We found a clinically significant difference in treatment effect on depressive symptoms at the end of treatment, favouring the following psychotherapies over their respective comparators. Mindfulness and body-focused psychotherapies were favoured over mind-body intervention, TAU and waitlist (SMD −0.81, 95% CI −1.36 to −0.26, p=0.004, I2=76%; 5 trials, n=247, low certainty). NET was favoured over trauma-focused psychotherapy, TAU and waitlist (SMD −0.77, 95% CI -1.38 to −0.15, p=0.01, I2=69%; 5 trials, n=174, low certainty). When removing the outlier waitlist, NET showed an SMD of −0.45 (95% CI −0.77 to −0.13, p=0.006, I2=0%, 4 trials, n=155). CPT was favoured over trauma-focused psychotherapy, psychotherapy, TAU, sertraline placebo, alternative intervention (SMD −1.21, 95% CI −2.01 to −0.42, p=0.003, I2=97%; 8 trials, n=1663, low certainty). When removing the outlier sertraline placebo, CPT showed an SMD of −0.58 (95% CI −1.18 to 0.01, p=0.05, I2=95%; 7 trials, n=1574). PE was favoured over trauma-focused therapy, non-trauma-focused therapy, TAU, waitlist and alternate intervention (SMD −0.29, 95% CI −0.58 to 0.00, p=0.05, I2=62%; 8 trials, n=1261, very low certainty). When removing the four active comparators, PE showed an SMD of −0.68 (95% CI −1.06 to −0.30, p=0.005, I2=21%; 4 trials, n=165). CBT compared to trauma-focused psychotherapy, psychotherapy, TAU, waitlist, and an online intervention (SMD -0.30, CI 95% -0.58 to -0.02, p = .03, I2=68%, 10 trials, n = 715, very low certainty)

We found a difference in treatment effect on depressive symptoms, favouring trauma-focused therapy and non-trauma-focused therapy over PCT (SMD −1.33, CI 95% –2.61 to −0.04, p=0.04, I2=93%; 5 trials, n=225, low certainty). No significant difference in effect was found on PTSD symptoms at the end of treatment between PCT and trauma-focused psychotherapy.

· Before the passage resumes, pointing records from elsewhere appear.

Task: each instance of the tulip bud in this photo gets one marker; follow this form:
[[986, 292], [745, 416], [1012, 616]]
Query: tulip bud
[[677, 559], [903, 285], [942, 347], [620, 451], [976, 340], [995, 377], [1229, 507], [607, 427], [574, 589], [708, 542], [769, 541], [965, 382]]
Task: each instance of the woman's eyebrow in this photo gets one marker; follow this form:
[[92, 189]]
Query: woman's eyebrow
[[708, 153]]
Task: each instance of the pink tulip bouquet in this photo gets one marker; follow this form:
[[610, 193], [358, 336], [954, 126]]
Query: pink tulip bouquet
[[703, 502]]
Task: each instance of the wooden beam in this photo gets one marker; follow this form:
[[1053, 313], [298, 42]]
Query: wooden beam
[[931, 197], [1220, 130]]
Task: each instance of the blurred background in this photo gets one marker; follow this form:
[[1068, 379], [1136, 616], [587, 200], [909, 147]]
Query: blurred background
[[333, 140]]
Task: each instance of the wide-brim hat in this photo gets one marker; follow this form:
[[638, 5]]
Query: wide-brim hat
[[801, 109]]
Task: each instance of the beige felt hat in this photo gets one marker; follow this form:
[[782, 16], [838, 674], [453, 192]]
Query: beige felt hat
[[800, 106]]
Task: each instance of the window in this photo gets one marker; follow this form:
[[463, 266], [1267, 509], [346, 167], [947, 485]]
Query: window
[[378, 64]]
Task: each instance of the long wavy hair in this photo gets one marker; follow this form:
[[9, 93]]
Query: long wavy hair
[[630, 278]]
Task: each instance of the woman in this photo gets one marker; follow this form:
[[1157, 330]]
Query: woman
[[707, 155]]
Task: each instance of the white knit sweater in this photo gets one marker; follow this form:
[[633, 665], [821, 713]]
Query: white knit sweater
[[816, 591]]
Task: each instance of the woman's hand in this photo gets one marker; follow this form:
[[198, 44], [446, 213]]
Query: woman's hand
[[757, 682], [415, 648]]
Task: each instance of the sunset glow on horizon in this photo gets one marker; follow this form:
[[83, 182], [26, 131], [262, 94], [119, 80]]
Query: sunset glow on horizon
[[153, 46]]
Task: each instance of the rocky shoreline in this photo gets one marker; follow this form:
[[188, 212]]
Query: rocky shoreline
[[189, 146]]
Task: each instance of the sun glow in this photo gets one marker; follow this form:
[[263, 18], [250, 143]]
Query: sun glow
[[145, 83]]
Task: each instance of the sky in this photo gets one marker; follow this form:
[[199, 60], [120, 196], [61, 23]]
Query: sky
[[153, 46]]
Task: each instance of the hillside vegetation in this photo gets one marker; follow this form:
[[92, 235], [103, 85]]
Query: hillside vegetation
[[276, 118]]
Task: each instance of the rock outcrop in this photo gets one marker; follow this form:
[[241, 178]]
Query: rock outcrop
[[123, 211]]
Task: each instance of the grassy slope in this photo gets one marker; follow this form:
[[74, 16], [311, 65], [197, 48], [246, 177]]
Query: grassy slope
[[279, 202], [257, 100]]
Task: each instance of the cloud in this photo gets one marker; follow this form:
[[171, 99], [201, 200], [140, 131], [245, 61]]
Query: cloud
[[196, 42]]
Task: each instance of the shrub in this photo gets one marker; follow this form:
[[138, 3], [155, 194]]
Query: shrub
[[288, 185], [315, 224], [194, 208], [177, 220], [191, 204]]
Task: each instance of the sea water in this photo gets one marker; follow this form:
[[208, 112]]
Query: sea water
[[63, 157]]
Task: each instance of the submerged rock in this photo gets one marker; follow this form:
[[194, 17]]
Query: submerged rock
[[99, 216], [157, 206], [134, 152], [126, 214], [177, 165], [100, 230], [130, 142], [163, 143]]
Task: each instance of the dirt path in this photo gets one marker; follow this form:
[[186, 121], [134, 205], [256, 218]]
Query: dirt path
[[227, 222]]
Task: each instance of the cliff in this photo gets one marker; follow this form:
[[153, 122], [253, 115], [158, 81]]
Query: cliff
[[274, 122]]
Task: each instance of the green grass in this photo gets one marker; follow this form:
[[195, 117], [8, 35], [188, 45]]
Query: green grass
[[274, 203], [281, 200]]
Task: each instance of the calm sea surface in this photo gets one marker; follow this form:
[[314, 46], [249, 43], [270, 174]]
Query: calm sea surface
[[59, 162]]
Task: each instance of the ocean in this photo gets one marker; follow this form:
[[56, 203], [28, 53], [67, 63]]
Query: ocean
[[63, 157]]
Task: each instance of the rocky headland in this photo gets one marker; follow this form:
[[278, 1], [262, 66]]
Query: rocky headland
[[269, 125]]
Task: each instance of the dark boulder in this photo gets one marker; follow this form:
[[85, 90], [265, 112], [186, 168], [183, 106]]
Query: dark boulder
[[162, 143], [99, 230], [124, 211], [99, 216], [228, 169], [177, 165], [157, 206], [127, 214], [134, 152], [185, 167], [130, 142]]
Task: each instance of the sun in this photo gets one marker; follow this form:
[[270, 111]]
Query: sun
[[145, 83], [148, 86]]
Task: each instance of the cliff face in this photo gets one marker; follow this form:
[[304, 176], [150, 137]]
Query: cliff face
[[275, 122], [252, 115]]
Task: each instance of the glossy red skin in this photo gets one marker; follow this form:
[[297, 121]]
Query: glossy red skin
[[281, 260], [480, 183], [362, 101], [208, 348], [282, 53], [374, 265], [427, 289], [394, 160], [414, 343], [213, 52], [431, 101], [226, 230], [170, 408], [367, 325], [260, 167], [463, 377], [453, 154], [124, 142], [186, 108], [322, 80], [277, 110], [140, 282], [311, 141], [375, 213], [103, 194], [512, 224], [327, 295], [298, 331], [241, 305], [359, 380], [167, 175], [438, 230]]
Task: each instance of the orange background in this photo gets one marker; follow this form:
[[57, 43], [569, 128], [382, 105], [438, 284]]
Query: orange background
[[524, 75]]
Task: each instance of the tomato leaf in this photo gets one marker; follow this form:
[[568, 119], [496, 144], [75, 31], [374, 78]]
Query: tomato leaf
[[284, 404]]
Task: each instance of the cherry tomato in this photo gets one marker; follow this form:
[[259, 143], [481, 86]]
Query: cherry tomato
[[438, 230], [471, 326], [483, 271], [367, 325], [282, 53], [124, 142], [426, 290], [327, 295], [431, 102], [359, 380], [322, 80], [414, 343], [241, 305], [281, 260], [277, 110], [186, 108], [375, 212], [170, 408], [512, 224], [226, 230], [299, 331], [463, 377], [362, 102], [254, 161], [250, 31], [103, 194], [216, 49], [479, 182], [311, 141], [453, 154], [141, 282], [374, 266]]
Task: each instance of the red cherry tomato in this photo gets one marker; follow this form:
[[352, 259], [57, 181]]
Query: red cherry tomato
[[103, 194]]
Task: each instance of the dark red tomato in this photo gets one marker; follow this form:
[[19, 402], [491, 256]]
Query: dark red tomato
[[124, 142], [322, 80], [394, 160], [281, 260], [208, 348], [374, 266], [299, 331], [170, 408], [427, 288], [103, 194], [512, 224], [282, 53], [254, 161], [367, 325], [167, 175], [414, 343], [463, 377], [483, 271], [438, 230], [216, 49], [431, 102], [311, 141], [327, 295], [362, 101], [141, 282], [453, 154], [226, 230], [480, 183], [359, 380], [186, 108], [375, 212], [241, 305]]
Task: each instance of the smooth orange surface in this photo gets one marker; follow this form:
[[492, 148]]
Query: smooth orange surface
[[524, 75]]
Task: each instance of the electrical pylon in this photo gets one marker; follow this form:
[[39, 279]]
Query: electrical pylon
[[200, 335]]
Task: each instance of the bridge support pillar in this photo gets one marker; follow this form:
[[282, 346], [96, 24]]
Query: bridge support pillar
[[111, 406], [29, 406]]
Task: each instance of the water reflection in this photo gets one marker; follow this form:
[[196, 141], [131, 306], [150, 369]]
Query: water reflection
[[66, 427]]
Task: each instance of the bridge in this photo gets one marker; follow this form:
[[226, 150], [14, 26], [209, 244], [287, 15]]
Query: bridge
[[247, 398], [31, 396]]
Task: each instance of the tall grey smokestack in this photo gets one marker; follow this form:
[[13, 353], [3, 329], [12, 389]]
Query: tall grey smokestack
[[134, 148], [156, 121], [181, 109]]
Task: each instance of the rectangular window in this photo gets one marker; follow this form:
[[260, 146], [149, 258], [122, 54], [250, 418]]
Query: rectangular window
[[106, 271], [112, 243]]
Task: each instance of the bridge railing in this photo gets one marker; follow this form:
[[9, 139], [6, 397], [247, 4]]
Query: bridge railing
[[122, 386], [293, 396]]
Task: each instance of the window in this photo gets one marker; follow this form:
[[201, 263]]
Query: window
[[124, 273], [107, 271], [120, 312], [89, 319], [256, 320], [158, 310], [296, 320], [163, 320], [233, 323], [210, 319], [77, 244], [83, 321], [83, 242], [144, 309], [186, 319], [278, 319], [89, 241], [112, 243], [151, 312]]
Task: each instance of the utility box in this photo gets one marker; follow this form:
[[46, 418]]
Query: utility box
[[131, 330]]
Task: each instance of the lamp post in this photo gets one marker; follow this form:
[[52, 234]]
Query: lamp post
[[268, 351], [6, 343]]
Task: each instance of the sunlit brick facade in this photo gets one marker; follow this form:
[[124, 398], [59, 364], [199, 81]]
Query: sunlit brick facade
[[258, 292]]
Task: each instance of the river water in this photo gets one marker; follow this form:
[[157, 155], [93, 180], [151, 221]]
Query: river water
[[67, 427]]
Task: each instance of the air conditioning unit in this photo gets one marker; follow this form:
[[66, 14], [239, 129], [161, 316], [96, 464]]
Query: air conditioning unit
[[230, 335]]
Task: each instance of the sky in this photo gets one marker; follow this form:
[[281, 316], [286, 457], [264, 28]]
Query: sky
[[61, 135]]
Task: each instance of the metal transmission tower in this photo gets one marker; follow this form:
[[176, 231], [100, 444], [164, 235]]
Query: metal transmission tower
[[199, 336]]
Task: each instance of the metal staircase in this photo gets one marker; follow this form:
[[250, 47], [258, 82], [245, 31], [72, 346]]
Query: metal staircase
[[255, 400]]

After removing the outliers described above, there were no significant subgroup differences in any of the therapies for PTSD nor depression outcomes, except for CPT, where significant subgroup differences remained. However, these differences appear to be driven by the active comparators. See online supplemental H for subgroup analyses. All analyses with significant results are reported in online supplemental G, table S3.

Certainty of evidence

We considered the overall certainty of evidence to be moderate for mindfulness and body-focused psychotherapies (due to risk of bias). The overall certainty of evidence was considered to be low for PCT, PE and CPT (due to risk of bias, inconsistency and/or imprecision) as well as for NET (due to risk of bias and imprecision). See online supplemental B for a complete report and online supplemental G, table S3 for GRADE assessments per outcome.

Evidence-based recommendations

The evidence showed a statistically (p<0.05) and clinically (SMD>0.5) significant beneficial effect over comparators most evident for NET, and mindfulness and body-focused psychotherapies, but was also significant for CPT and PE on both PTSD and depressive symptoms. This statistical significance of PE over comparators disappeared when removing the waitlist group. There was minimal indication that any of these treatments led to more harmful effects in the form of AEs. Based on these results, clinician preference for PE, and considering patients were expected to prefer mindfulness and body-focused psychotherapies, the guideline panel reached a weak recommendation for using NET, mindfulness and body-focused psychotherapies, PE and CPT, when treating adults with PTSD and co-occurring depression. Due to the low to very low certainty of evidence and considering that the relative effects of PCT over other trauma-focused interventions were uncertain, the guideline panel reached a recommendation against routinely using PCT for PTSD and co-occurring depression. For complete research recommendations, see online supplemental B.

Q4: which psychotherapies are effective in treating PTSD and comorbid dissociative disorders or PTSD with dissociative symptoms?

Description of studies

The literature search for clinical guidelines and systematic reviews was conducted on 9 March 2023, and a search for additional RCTs was set from this date and conducted on 22 March 2023. PRISMA flowcharts for clinical guidelines, systematic reviews and RCTs are provided in online supplemental E, figure S1, S10.1 and S10.2, respectively.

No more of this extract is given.